Capítulo 101: Onde foram parar os petiscos?

Porta da Fazenda Pequena casa natural 2341 palavras 2026-03-25 02:36:28

Su Lan dividiu todos os docinhos e petiscos em quatro partes, deixando a maior delas em casa. Em seguida, levou duas das porções menores ao quintal dos fundos e à casa do ramo principal da família Su. Por fim, com a última porção de doces, pegou a cesta e saiu porta afora.

Su Yongjian, ao retornar, jogou-se na cama e caiu num sono profundo, sem sequer imaginar as consequências de seus atos. Enquanto isso, Su He, ao voltar para o quarto, entrou em seu espaço particular, sem saber o que acontecia do lado de fora.

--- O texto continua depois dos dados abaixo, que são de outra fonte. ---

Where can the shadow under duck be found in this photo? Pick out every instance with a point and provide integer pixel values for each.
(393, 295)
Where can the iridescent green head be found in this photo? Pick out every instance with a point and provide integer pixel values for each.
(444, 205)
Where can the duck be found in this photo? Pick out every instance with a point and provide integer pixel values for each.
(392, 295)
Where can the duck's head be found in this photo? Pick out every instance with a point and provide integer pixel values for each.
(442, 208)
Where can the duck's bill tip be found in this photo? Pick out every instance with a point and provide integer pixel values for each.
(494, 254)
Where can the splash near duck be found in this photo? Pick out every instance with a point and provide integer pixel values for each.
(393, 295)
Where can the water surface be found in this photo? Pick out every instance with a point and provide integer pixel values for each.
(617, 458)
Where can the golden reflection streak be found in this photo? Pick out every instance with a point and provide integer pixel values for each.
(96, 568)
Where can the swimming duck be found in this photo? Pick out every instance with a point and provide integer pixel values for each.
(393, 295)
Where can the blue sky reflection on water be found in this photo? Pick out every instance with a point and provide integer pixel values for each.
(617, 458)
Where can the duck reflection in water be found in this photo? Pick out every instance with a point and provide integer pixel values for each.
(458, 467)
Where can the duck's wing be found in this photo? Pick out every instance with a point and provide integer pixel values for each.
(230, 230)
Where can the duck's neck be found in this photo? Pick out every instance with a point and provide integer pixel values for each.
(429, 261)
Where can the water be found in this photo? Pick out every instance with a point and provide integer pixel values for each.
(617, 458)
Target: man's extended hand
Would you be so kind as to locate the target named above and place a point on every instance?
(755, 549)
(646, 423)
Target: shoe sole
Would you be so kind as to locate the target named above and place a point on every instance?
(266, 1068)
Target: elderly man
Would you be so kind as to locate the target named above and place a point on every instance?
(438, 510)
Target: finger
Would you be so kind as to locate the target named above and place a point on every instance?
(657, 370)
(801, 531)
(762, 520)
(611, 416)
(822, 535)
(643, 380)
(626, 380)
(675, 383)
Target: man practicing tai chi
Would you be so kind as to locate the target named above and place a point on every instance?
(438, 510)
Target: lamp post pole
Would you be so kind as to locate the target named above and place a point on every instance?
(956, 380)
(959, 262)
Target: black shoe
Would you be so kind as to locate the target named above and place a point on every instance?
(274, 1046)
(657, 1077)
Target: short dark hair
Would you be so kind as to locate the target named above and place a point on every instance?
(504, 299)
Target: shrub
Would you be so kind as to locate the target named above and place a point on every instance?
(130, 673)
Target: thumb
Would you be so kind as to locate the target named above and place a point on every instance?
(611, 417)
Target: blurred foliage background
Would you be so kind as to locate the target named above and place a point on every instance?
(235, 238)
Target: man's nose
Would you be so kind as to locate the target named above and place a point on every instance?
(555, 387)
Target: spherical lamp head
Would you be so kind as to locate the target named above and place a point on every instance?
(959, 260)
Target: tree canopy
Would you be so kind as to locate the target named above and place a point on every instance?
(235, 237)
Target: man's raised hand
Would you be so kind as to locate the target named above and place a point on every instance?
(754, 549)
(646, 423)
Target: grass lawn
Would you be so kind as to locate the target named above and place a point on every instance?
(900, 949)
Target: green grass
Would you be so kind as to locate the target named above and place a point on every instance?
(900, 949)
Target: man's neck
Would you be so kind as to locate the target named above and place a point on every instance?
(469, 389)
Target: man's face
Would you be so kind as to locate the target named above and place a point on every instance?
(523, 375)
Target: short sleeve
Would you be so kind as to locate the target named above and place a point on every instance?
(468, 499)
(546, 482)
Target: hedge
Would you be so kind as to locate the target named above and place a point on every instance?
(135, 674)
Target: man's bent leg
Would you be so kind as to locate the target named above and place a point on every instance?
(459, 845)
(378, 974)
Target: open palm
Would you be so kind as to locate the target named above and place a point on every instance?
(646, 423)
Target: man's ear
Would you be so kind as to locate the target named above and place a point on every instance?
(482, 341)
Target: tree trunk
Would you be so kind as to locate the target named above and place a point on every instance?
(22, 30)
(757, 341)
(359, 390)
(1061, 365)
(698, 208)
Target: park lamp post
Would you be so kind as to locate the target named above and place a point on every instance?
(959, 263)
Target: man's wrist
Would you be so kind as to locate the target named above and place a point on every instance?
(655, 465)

No final da tarde, Su He saiu do seu refúgio. Depois de passar quase metade do dia naquele ambiente tranquilo, acompanhada por Wu Sheng, seu humor já havia melhorado. No entanto, ao voltar à realidade, o que a aguardava era ainda mais desgostoso.

Ao sair do quarto, não encontrou ninguém na sala principal; da casa principal, ouvia-se apenas o som de roncos, ora altos, ora baixos. Su He foi até a porta e chamou pelos irmãos, mas, sem resposta, deduziu que haviam saído para brincar.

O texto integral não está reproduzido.